The Velocity Trap: Why 'Features Per Day' Misleads Everyone

This is Part 2 of the Velocity vs Value series.

In the pillar post I introduced the tension between velocity mandates and value delivery. This post goes deeper into why velocity as a target fails — and what actually works.

The Speedometer Problem

Velocity was designed as a planning tool. It helps teams estimate capacity. It’s a speedometer, not a gas pedal. You don’t make a car faster by taping over the speedometer and writing a bigger number.

But the moment someone puts velocity on a dashboard and reviews it quarterly, the game changes. Teams optimize for the metric, not the outcome:

Break one meaningful feature into five trivial tickets
Defer complex, high-value work that carries risk
Skip tests, cut code review short, ignore edge cases
Inflate estimates (“this is definitely an 8, not a 3”)
Avoid refactoring — it doesn’t produce features, so it doesn’t count

Goodhart’s Law in action: “When a measure becomes a target, it ceases to be a good measure.” The number goes up. The product stagnates.

The Feature Factory

The Feature Factory — assembly line of mediocrity

John Cutler’s “feature factory” concept has only gotten sharper with time. A feature factory:

Measures success by features shipped, not outcomes achieved
Never circles back to ask “did this feature actually help anyone?”
Confuses output with outcome

AI coding tools have given the feature factory a turbocharger. You can now ship low-value features at unprecedented speed — if you’re not careful about what you build.

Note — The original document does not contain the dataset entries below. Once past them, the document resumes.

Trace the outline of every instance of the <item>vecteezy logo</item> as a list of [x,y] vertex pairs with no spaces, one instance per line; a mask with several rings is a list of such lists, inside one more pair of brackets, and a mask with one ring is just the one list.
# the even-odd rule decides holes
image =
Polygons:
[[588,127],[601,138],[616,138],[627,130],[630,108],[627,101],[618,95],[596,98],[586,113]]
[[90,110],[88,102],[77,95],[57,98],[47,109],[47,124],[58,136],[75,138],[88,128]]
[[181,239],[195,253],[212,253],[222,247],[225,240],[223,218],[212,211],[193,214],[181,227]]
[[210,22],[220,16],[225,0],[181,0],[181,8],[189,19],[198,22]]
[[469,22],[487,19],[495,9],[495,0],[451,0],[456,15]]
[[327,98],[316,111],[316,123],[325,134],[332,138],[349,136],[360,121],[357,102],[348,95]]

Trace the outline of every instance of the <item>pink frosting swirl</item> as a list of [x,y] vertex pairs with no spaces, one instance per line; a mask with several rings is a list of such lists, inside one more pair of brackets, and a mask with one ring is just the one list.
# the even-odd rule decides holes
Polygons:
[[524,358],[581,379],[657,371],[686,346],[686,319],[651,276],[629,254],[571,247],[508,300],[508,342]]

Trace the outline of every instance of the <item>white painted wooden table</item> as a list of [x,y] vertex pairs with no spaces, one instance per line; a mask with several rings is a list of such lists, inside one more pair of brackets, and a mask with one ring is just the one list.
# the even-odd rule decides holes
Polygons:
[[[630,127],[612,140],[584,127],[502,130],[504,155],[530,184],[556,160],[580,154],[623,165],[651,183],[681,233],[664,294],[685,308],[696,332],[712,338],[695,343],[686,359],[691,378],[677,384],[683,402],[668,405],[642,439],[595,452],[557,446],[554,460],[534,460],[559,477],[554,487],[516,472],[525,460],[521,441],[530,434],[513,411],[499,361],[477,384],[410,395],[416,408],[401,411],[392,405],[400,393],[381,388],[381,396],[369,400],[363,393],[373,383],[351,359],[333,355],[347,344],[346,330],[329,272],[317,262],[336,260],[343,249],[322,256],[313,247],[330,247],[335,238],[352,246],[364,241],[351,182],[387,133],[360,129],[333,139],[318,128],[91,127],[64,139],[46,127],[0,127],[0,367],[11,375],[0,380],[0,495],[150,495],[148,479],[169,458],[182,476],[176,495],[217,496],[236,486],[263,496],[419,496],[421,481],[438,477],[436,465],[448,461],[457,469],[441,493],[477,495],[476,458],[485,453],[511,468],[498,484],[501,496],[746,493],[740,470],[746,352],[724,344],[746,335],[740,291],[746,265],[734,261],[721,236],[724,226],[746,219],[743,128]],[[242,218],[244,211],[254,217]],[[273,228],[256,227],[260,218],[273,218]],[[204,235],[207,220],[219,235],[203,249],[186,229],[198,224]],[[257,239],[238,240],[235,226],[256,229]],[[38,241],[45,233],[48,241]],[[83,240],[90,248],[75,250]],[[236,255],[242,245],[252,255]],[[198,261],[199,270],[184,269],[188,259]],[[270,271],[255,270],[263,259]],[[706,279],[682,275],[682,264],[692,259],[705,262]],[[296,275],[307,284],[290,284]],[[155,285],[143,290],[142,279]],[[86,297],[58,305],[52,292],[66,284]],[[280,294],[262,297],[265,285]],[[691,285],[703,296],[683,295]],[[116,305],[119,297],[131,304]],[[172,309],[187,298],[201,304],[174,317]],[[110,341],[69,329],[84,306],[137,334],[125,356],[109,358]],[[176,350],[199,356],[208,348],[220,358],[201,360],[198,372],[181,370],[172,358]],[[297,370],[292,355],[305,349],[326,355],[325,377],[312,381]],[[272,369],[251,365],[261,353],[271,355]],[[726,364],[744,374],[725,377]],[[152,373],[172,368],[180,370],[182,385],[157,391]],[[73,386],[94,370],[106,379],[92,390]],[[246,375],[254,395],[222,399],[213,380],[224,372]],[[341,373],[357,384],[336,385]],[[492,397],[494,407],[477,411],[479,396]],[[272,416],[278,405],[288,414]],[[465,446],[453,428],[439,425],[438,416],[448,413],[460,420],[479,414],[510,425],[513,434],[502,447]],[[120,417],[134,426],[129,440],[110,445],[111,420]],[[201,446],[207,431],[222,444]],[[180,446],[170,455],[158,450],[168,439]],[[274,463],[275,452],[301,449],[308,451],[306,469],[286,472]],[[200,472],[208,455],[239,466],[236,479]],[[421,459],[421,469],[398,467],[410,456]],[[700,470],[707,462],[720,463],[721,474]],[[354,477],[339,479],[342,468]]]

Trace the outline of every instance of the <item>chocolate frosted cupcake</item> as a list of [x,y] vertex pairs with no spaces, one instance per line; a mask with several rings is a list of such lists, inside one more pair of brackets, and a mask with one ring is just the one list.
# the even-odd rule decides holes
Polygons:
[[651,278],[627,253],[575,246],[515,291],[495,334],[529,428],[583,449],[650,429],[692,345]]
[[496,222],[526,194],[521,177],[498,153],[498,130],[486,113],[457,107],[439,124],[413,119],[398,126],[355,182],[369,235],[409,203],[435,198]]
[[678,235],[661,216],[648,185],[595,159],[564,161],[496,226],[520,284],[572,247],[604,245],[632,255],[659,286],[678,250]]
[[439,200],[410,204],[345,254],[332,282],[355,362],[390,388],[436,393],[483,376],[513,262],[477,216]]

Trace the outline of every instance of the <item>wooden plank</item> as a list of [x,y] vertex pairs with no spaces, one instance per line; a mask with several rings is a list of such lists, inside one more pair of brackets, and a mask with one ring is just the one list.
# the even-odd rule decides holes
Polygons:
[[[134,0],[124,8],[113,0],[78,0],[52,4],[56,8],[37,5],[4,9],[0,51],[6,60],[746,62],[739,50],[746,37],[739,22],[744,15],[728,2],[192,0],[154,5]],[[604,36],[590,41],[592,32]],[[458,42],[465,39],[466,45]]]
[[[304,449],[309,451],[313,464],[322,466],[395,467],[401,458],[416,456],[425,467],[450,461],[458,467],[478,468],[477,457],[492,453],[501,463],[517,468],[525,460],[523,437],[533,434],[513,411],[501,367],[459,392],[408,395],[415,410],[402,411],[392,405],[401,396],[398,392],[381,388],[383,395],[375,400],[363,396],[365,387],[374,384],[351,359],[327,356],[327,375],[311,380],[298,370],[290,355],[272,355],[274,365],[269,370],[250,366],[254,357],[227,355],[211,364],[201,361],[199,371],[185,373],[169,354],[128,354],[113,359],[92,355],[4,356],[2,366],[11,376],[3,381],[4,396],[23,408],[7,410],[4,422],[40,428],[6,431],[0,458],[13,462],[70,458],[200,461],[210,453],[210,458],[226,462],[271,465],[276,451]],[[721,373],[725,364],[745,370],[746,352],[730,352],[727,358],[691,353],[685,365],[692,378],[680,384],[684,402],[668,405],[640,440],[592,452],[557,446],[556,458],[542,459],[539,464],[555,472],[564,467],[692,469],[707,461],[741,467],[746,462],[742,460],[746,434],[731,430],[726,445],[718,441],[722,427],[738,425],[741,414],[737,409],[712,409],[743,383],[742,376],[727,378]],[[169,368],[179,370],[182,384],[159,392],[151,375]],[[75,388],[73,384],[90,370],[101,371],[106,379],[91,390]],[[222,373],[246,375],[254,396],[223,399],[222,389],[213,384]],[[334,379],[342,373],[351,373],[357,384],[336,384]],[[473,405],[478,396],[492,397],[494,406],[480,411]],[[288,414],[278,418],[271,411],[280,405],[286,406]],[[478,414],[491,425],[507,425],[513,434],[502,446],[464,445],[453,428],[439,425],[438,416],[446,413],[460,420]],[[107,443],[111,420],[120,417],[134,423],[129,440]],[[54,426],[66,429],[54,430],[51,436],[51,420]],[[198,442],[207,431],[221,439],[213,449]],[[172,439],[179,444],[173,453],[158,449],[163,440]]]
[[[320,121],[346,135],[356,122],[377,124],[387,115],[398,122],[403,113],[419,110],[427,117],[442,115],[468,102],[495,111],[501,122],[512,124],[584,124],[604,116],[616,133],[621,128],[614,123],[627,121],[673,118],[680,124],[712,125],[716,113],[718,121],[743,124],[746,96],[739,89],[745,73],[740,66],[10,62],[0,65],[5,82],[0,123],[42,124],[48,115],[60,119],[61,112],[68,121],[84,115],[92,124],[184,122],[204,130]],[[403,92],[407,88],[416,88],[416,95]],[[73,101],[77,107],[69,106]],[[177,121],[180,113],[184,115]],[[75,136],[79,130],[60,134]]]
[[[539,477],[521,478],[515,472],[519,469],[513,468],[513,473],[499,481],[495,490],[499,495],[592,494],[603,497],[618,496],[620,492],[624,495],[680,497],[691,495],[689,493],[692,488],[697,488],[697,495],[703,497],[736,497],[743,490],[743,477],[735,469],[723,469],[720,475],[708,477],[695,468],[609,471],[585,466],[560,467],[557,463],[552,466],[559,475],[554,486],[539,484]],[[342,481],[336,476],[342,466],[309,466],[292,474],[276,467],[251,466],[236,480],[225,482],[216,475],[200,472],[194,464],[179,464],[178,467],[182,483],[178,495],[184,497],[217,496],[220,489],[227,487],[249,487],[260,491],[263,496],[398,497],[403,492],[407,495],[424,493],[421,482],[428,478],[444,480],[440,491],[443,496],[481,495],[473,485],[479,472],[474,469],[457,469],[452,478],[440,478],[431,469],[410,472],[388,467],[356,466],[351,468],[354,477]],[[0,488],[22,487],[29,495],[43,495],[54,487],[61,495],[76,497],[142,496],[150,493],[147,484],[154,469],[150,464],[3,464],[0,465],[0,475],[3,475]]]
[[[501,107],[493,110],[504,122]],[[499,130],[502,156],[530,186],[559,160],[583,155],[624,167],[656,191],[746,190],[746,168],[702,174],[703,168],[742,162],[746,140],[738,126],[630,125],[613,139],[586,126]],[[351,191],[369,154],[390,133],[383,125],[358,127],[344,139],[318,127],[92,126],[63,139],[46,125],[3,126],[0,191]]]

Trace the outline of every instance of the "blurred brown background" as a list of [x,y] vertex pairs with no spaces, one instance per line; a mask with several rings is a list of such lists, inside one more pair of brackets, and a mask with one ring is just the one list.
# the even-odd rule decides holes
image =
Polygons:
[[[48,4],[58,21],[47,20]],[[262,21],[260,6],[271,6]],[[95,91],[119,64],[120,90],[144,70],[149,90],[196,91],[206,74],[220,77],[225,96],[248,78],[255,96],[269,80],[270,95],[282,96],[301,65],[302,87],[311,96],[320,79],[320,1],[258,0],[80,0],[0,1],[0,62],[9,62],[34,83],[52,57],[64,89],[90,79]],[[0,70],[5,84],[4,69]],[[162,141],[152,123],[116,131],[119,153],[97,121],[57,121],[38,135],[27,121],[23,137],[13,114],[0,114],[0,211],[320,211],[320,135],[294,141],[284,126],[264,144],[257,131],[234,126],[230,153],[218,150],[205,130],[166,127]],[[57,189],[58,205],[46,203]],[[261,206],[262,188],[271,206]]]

My team builds internal tools for enterprise operations. If I optimized purely for velocity, I could ship a new button every day. A settings page nobody asked for. A report nobody reads. Feature per day? Done. But our users need the right tools, working reliably. That’s not a velocity problem — that’s a value problem.

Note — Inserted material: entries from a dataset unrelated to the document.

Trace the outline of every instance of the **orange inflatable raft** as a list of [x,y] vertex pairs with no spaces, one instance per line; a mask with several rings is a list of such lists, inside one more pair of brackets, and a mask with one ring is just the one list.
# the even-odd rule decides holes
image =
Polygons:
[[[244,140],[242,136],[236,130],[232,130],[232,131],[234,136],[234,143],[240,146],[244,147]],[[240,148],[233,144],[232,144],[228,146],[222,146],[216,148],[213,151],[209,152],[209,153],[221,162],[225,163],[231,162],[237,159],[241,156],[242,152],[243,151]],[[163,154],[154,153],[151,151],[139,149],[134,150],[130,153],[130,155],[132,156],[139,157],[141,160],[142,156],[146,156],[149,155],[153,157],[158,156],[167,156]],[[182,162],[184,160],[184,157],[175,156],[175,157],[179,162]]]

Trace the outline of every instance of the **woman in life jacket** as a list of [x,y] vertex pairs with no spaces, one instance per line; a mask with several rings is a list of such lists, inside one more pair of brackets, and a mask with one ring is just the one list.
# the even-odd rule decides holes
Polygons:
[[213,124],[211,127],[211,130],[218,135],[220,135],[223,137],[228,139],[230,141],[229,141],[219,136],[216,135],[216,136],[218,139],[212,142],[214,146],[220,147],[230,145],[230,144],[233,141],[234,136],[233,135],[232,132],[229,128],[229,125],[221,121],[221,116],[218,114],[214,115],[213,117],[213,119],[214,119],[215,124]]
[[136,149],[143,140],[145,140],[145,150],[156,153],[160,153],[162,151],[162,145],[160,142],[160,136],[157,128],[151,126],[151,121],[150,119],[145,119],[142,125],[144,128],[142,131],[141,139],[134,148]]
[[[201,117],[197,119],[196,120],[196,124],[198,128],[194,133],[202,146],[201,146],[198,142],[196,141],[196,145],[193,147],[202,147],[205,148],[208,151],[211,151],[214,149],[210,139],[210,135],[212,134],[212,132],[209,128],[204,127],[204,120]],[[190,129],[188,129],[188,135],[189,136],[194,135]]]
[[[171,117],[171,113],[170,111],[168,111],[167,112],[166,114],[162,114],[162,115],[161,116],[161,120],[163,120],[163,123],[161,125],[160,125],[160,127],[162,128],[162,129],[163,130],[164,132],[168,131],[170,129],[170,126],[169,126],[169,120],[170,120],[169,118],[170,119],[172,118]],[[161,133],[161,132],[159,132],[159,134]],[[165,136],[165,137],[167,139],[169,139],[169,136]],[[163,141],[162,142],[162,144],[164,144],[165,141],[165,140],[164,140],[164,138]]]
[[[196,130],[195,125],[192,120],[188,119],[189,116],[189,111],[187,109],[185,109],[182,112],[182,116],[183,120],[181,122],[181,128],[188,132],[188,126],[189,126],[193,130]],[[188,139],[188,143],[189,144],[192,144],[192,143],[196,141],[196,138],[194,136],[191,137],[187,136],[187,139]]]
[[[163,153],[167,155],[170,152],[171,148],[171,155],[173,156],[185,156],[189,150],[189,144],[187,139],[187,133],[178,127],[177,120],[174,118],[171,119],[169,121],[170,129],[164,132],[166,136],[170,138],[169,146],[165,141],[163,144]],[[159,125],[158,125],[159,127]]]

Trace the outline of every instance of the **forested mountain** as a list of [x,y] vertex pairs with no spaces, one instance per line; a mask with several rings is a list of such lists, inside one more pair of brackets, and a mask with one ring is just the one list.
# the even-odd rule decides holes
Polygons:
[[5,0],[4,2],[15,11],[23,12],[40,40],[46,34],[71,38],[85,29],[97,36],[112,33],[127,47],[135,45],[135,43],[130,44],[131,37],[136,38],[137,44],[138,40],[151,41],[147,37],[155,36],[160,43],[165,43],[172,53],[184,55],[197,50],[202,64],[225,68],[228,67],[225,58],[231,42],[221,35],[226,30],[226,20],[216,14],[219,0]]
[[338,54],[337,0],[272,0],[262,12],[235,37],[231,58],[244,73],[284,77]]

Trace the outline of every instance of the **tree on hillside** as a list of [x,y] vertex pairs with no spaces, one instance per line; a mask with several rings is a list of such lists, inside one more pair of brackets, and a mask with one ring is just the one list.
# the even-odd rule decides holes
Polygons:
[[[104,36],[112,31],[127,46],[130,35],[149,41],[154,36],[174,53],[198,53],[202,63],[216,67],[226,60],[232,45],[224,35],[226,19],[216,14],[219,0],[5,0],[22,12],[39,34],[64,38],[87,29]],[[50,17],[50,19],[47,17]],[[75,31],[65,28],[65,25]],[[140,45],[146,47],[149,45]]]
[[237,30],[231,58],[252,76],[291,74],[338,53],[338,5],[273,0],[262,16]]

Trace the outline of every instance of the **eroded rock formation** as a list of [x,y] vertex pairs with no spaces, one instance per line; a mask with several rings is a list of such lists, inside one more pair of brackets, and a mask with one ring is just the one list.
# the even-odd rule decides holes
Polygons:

What the Research Actually Says (And Doesn’t)

The data around AI-assisted development is nuanced — more nuanced than most articles acknowledge.

DORA’s “Change Failure Rate” needs context. The 2025 DORA Report shows that teams focusing exclusively on throughput metrics show higher change failure rates. But what counts as “failure”? This depends entirely on your environment, risk tolerance, and cost structure.

In some contexts — rapid prototyping, feature experimentation, A/B testing — you want frequent, cheap failures. They serve as triage for ideas. The ones that survive are battle-tested. Think of X (formerly Twitter) deliberately shedding years of unnecessary code. They broke things intentionally to arrive at a leaner system. That’s not reckless — that’s strategic.

The critical question isn’t “how often do deployments fail?” but “what does failure cost, and can we afford it?” In a multi-tenant enterprise platform with data sovereignty requirements, failure is expensive. In a prototype environment, failure is the learning mechanism. DORA metrics don’t make that distinction for you — your engineering judgment does.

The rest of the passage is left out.